Het belang van de traditionele geschiedenis ligt in het feit dat hieruit de geschiedenis als een wetenschap begon te worden beschouwd, en zelfs als de moeder van de sociale wetenschappen; voordat het werd beschouwd als een kunst of studie zonder wetenschappelijk karakter.
Artikel index
Traditionele geschiedenis was de originele manier om te beginnen met de geschiedenis die vandaag bekend is. Hoewel het in deze tijd weinig werd gebruikt, dient het als een bron voor historici van andere stromingen.
Het was een stroming die in de 19e eeuw in Europa (Duitsland en Frankrijk) werd geboren en het belang ervan bestond uit het onderwijzen van en informeren over de staat, een recentelijk gevestigd begrip, evenals het genereren van nationale identiteit.
Sinds het ontstaan ervan was het idee of het doel van de traditionele geschiedenis om de gebeurtenissen bekend te maken die plaatsvonden in andere tijden die niemand leefde om ze te vertellen, en zich te beperken tot het vertellen van de gebeurtenissen zoals ze plaatsvonden. Om deze reden waren historici objectieve onderzoekers en vertellers, ondersteund door het bewijs dat er was.
In de negentiende eeuw was deze visie op de geschiedenis de visie die in de samenleving werd gevestigd. De bedoeling was om zijn studie te baseren op het traject van karakters of gebeurtenissen, onder de veronderstelling dat het kennen ervan kennis van de samenleving zou impliceren..

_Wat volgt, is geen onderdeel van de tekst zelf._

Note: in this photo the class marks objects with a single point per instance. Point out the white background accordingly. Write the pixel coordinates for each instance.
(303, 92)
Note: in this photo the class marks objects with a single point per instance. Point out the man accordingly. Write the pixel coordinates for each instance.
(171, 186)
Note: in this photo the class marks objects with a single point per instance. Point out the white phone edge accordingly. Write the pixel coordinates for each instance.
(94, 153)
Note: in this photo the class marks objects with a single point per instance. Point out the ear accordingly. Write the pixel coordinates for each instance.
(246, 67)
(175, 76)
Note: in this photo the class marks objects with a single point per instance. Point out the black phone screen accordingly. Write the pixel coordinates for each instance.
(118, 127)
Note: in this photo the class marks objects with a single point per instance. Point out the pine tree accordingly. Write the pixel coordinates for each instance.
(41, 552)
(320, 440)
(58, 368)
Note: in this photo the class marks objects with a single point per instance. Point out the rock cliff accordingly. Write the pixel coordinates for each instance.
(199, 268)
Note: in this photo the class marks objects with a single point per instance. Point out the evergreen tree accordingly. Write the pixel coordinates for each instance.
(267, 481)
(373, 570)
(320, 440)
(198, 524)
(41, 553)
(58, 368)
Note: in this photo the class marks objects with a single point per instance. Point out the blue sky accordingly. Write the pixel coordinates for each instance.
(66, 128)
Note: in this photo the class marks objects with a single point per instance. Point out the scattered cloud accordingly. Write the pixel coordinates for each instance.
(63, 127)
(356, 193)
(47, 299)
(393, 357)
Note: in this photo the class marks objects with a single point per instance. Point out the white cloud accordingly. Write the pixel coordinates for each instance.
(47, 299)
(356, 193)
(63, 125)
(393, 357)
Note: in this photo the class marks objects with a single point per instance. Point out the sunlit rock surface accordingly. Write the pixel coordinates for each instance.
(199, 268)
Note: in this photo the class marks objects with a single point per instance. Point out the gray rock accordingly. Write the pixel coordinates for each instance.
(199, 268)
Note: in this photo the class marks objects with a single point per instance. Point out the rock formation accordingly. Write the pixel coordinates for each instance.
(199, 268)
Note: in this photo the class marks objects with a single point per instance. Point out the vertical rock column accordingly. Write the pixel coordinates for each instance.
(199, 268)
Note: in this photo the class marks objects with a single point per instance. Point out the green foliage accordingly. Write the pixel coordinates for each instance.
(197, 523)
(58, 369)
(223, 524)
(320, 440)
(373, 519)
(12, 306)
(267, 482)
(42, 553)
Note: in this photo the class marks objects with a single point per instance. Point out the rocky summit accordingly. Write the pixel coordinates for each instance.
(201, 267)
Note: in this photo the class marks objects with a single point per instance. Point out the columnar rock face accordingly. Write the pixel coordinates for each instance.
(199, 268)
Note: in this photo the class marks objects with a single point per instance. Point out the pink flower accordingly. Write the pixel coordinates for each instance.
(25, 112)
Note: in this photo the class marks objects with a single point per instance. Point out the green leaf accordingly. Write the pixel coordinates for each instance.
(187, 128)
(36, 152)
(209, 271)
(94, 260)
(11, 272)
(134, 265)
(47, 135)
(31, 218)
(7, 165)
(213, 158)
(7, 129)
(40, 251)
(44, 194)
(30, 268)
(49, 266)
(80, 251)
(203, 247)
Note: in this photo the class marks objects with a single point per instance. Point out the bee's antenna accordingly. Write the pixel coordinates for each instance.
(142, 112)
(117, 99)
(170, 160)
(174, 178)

Bij deze benadering werd uiteraard geen rekening gehouden met andere relevante aspecten, zoals de sociale context en de oorzaken en gevolgen die deze of gene gebeurtenis veroorzaakten..
De geschiedenis, zoals we die vandaag de dag begrijpen, is de wetenschappelijke en academische discipline die de gebeurtenissen of sociale verschijnselen die al hebben plaatsgevonden bestudeert en vertelt, verteld vanuit alle mogelijke sferen en probeert bij degenen die haar bestuderen een historische gedachte voort te brengen die buiten de kennis van deze feiten.
Hiervoor worden niet alleen de gebeurtenissen verteld, maar ook geanalyseerd van hun oorzaken tot hun gevolgen, niet gezien vanuit één persoon maar vanuit de collectieve sfeer. Dat wil zeggen, de basis van wat er wordt verteld is niet een persoon maar de gebeurtenis.
De traditionele geschiedenis bestudeert het individu als een rationeel en bewust wezen, vrij om de beslissingen te nemen die hij neemt, die praktisch onaangetast is door de situaties die om hem heen bestaan..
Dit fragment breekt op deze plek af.